Charles D. Wilson
An Indiana man who ran out of unemployment benefits five months ago appeared in court Friday on charges that he made violent threats against U.S. House Speaker John Boehner over the House’s failure to pass an emergency extension.
Brandon James Thompson, 32, could face as many as 20 years in prison if convicted on the federal charges. Thompson, who lives in New Castle and is on house arrest, appeared before a federal magistrate in U.S. District Court in Indianapolis, according to the U.S. attorney’s office.
Prosecutors allege Thompson made repeated threats through email and phone calls against the Republican congressman from Ohio concerning the unemployment extension and other issues.

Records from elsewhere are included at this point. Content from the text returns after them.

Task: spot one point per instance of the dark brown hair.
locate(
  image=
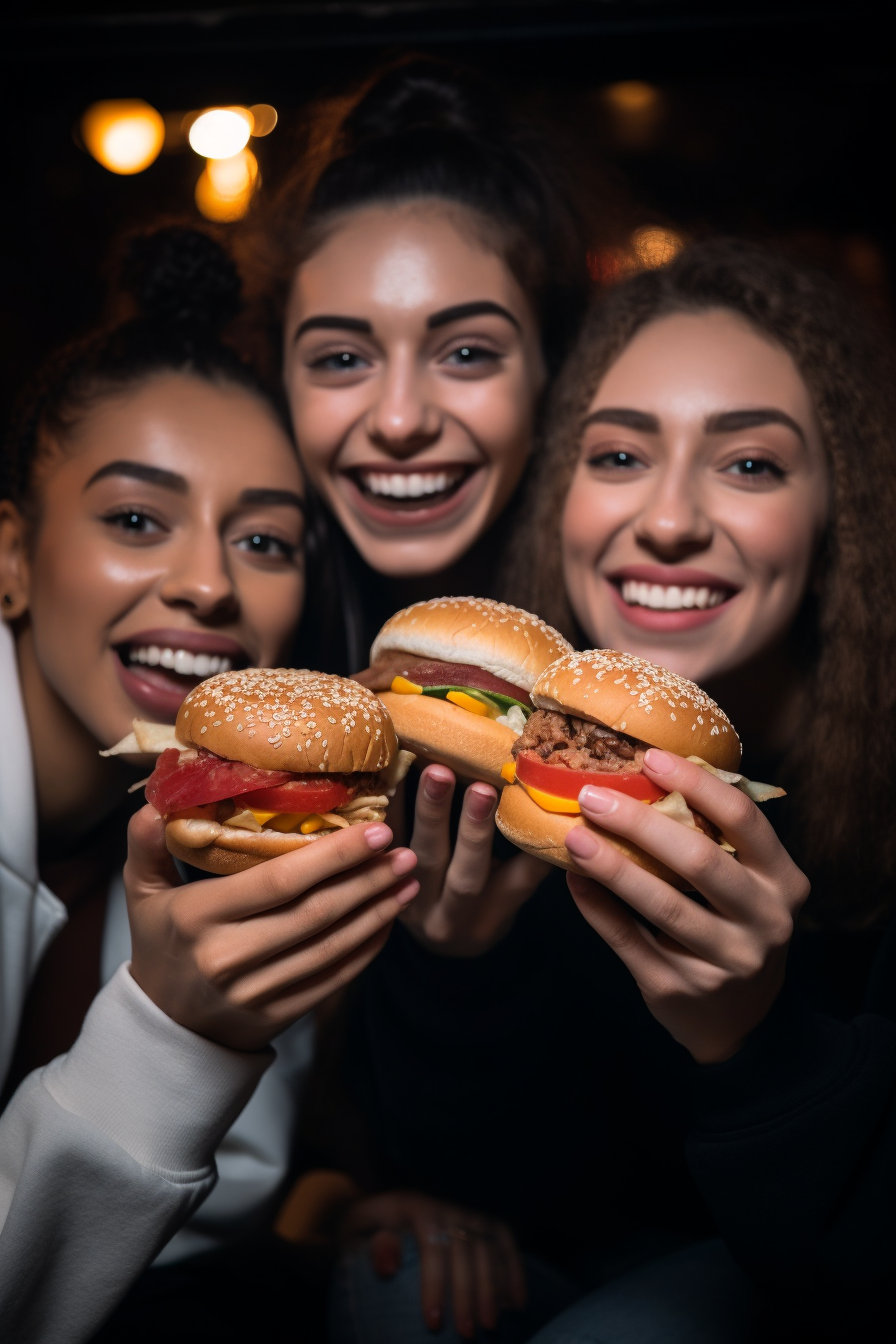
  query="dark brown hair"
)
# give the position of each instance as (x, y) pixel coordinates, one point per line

“You want to play with 2.7 million people’s lives I’m gonna take yours you’ll never see it coming with my sniper rifle,” said a message Thompson allegedly sent under an assumed name April 1 through the contact feature on Boehner’s congressional website. He allegedly sent the message using a neighbor’s wireless Internet router.
Boehner’s wife told U.S. Capitol Police on May 1 that she had received a voicemail on her personal cellphone threatening her husband over Congress’ failure to extend unemployment insurance. She received another message on May 6 saying she should tell Boehner to “redo the unemployment extension.”
The complaint doesn’t detail how Thompson allegedly obtained her cellphone number.
Chief Federal Defender Monica Foster, whose office is handling Thompson’s defense, said she believed there were “extenuating circumstances” because Thompson has been unemployed for over a year and his benefits ran out in January. Court records show he had been receiving $341 a week.
In a letter to Boehner last month, seven House Republicans wrote that since the program expired, “many more people have lost benefits each week, bringing the number of long-term unemployed Americans without government assistance to greater than two million.”
A spokesman for Boehner declined to comment Friday.
“I think that our elected politicians inside the Beltway have really no idea how people are suffering in Middle America,” Foster said. “And I think that the level of discourse that our politicians have stooped to in Washington leads the general public to think that that’s an acceptable way to behave.”
Court documents said Thompson has a gun permit but also has a temporary protective order against him and has been under five such orders since 2001. However, he has no criminal record.
Investigators said Thompson acknowledged making the threats.
U.S. Attorney Joe Hogsett said threats of violence are not protected free speech. “People who are inclined to make them need to know that they violate the law and they will be aggressively pursued,” Hogsett said in a statement.